Children and mobile technology: the Japanese experience by Masanao Takeyama, in Proceedings of the Children, Mobile Phones and the Internet: the Mobile Internet and Children Conference, 2003. A paper full of compelling insights about how kids use mobile tech and the Internet:
Professor Takeyama described multi-media summer camps (...) in which the children experienced and experimented with new digital media through playing and learning. The children were given mobile technology to try out. The interest was to observe how the kids interacted with the new technology. (...) the children were using GPS, PDAs, digital camera and the Internet and the theme was ‘Exploring Tokyo with wearing digital media’. The kids were given assignments and control centres would receive the information the kids sent in and they would compute a kind of homepage from the uploaded information. The GPS functionality enabled the kids to know where they were and for the organisers to know where the kids were. It was found that the kids were able to learn how to use the new equipment quickly. They didn’t use all functionalities, though the children were able to teach each other. On the Okinawa camp, the children we using i-mode, digital cameras and notebook computers, and the theme was mobile collaboration.

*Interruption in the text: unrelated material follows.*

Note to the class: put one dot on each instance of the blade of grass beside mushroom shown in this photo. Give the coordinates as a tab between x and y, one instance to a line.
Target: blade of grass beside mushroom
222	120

They even performed a 'mobile haiku contest':
The mobile Haiku contest was designed so young people and older people can pair and express themselves by creating Haiku, 17 syllable poems, while walking around town. The same experiment was done throughout the nation. The poems were uploaded, and it was possible to evaluate and score the poems. Any one could participate and act as a judge.
It's a pity, the article is a bit short on how the kids employed the GPS, how they managed to use it and what kind of things emerged from this.